Talking about it makes me very emotional – Willis Raburu on losing daughter

It was a very trying time-Raburu

Talking about it makes me very emotional – Willis Raburu on losing daughter

Citizen TV presenter Willis Raburu has opened up on the death of his daughter Adana who was born still, saying that each time he talks about it, he gets very emotional.

The 10 over 10 host went on to say that it was a very trying time for him and his wife Marya Prude because many people lashed out at them by saying unpleasant things and that is the time he got to know his true friends.

Speaking on Jessy Junction Raburu added that he thinks about the loss of their daughter every single day.

It was a very trying time and talking about it sometimes makes me very emotional so I try not to, but you are advised to.

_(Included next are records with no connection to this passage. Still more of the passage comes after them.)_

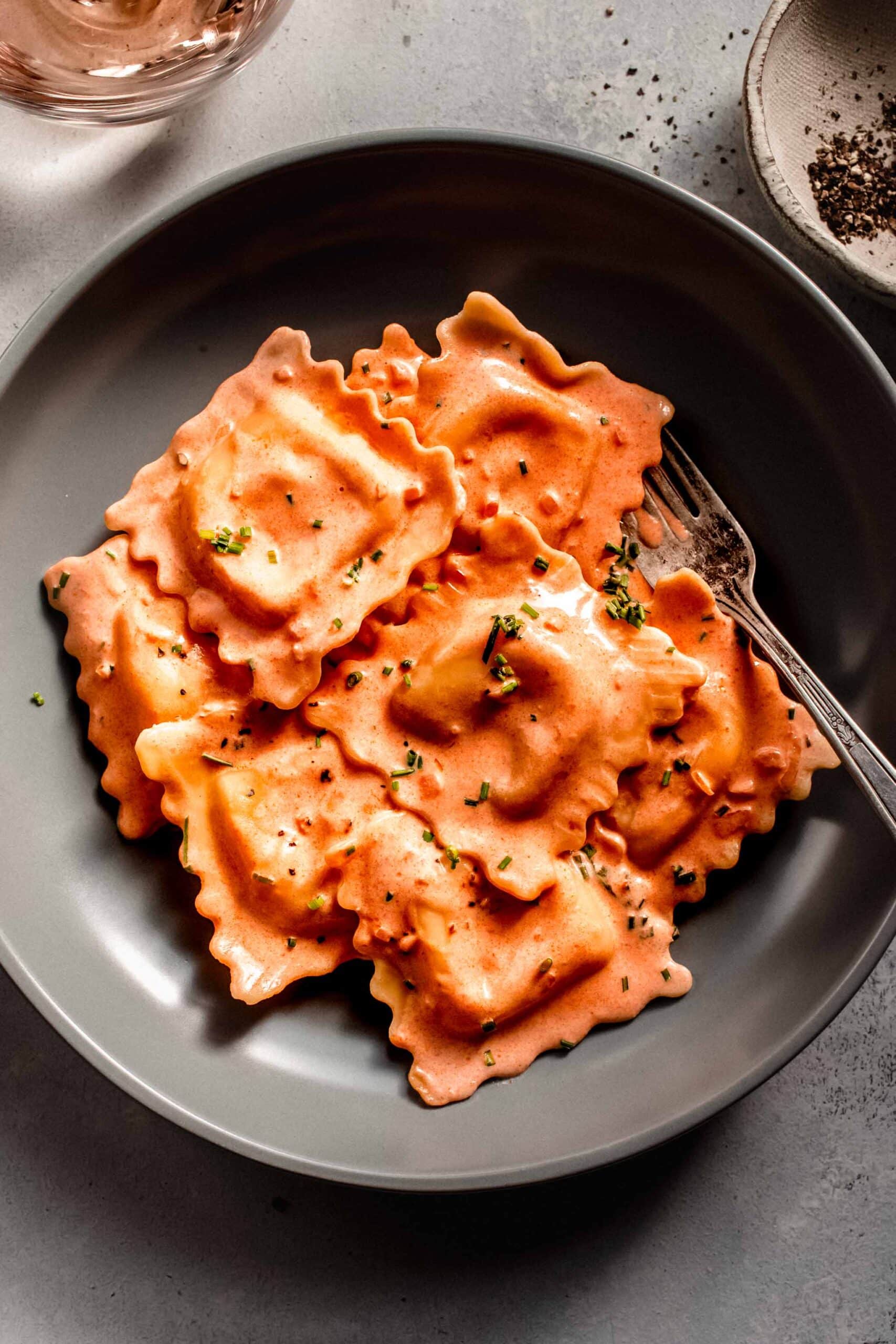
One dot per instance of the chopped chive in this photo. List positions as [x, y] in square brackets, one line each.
[489, 643]
[683, 879]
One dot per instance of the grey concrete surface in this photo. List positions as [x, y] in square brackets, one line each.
[775, 1223]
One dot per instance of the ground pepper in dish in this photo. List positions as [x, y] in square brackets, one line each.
[855, 181]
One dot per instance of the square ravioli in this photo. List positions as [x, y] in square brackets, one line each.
[140, 664]
[287, 511]
[261, 799]
[480, 983]
[508, 704]
[563, 445]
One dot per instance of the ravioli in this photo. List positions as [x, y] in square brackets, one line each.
[739, 750]
[392, 370]
[505, 707]
[480, 983]
[287, 511]
[261, 799]
[140, 664]
[563, 445]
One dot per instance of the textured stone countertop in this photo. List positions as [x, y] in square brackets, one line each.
[775, 1223]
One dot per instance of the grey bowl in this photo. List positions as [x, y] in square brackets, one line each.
[785, 406]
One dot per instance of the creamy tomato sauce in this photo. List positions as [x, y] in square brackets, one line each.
[499, 761]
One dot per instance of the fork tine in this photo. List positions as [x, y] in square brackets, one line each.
[669, 495]
[657, 506]
[693, 481]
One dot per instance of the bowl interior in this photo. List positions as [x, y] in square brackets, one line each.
[777, 398]
[828, 69]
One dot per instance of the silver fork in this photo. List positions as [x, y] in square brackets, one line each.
[700, 533]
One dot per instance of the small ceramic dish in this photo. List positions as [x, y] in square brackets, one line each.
[817, 69]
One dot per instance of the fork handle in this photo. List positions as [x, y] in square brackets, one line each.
[868, 766]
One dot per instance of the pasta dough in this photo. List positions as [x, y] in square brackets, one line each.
[542, 718]
[140, 663]
[261, 799]
[287, 511]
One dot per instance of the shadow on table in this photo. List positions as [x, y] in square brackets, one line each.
[113, 1170]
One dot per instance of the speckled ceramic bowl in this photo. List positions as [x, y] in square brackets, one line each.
[820, 68]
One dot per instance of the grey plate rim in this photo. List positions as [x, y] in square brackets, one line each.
[116, 1070]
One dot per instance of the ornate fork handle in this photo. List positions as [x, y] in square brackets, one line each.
[868, 766]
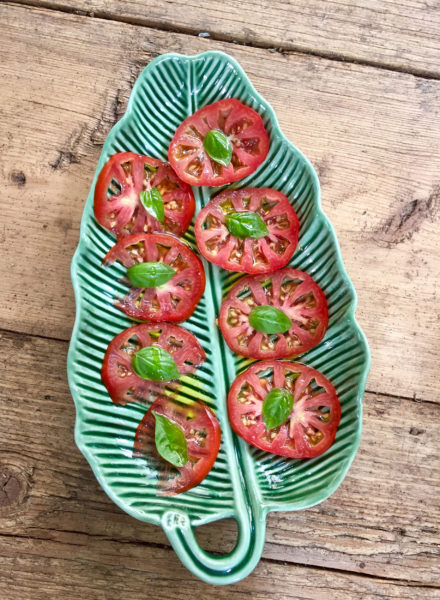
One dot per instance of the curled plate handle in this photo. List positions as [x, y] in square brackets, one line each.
[217, 570]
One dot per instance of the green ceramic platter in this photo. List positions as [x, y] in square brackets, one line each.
[245, 483]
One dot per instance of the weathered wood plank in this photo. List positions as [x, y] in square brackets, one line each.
[382, 521]
[105, 570]
[398, 34]
[372, 134]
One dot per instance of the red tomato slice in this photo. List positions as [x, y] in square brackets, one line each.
[262, 255]
[117, 204]
[202, 433]
[290, 290]
[242, 126]
[173, 301]
[123, 385]
[310, 428]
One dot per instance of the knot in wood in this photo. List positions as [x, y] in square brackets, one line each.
[14, 484]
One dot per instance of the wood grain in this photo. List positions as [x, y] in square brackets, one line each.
[381, 522]
[398, 34]
[113, 570]
[373, 136]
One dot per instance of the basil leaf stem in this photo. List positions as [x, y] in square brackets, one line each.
[170, 441]
[152, 201]
[269, 319]
[277, 406]
[155, 364]
[149, 274]
[246, 225]
[218, 147]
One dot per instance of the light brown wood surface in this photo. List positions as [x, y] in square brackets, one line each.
[373, 135]
[397, 34]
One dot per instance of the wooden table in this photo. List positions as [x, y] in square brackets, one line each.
[356, 86]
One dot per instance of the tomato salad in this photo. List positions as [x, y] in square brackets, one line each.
[165, 276]
[251, 230]
[279, 315]
[140, 194]
[275, 312]
[220, 143]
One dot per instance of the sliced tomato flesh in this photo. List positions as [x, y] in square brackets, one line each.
[174, 301]
[202, 434]
[249, 255]
[243, 127]
[310, 428]
[117, 202]
[292, 291]
[123, 384]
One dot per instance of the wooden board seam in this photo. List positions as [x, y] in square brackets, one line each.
[404, 582]
[63, 341]
[158, 26]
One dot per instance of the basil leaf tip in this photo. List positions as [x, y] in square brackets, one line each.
[218, 147]
[269, 319]
[246, 225]
[152, 201]
[277, 406]
[155, 364]
[170, 441]
[149, 274]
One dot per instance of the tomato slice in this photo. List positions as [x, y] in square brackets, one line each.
[117, 202]
[242, 126]
[173, 301]
[290, 290]
[262, 255]
[310, 428]
[202, 433]
[123, 385]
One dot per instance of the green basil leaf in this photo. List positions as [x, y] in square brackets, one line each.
[277, 406]
[152, 201]
[155, 364]
[246, 224]
[269, 319]
[149, 274]
[218, 147]
[170, 441]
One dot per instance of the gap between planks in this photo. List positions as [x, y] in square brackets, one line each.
[274, 561]
[64, 341]
[219, 37]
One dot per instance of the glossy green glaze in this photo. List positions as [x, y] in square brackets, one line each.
[245, 483]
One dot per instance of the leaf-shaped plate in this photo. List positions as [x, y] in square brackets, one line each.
[245, 483]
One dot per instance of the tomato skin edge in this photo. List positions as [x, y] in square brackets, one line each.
[317, 450]
[173, 316]
[148, 421]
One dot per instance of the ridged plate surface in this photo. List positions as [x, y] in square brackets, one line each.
[245, 483]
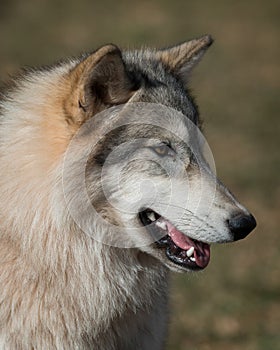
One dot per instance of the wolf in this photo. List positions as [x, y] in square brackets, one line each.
[101, 199]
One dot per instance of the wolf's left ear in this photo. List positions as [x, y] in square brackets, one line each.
[97, 82]
[180, 59]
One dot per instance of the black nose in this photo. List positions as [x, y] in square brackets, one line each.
[241, 225]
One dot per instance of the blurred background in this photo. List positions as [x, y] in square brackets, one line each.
[235, 302]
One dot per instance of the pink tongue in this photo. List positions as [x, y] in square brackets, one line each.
[201, 250]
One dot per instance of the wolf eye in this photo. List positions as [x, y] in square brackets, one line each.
[163, 150]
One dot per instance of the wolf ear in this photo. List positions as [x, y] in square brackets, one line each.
[180, 59]
[99, 81]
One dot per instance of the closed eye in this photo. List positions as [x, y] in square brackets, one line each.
[163, 150]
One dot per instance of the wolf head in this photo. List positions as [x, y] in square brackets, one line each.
[147, 175]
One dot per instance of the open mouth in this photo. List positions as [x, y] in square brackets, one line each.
[179, 248]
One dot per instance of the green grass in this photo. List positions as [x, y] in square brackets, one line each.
[235, 303]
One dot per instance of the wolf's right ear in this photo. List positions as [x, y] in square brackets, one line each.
[98, 82]
[181, 59]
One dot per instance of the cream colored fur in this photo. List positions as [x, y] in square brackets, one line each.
[59, 288]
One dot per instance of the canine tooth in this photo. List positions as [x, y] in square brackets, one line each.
[152, 216]
[162, 225]
[190, 252]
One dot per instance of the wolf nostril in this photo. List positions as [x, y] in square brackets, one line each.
[241, 225]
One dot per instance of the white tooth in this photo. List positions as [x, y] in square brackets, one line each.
[162, 225]
[190, 252]
[152, 216]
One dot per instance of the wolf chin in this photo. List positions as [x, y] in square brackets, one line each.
[62, 287]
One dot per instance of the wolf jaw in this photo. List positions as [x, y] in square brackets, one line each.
[179, 248]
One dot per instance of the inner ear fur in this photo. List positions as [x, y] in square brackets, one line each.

All I can say is that so many people came out and lashed at us saying very many bad things. But for me, that’s when you get to know your friends. That happened to us. It’s something I think about every day,” said Willis Raburu.

He added that most people don’t understand the kind of challenges one goes through after experience such a loss.

It is very difficult. I don’t think people understand what that kind of loss does to you because I don’t think there’s any day yenye inapita that I don’t get affected,” he said.

The TV presenter and news anchor narrated that when he went for his Covid-19 test at the Nairobi hospital, the memories of losing his daughter at the hospital got him overwhelmed and he broke into tears.

He added that he still goes for therapy and healing from the loss of daughter Adana has been a continuous process.

There’s a day when we had the covid we went to Nairobi hospital where it happened. The mass testing was happening and as I was being tested all those things came back to me, where I was packed, what I was doing and then I got emotional… all those memories came rushing back and I broke down completely sobbing and everybody was like what is happening to Willis. But you know that is why it is important to continue to go for therapy,” narrated Raburu.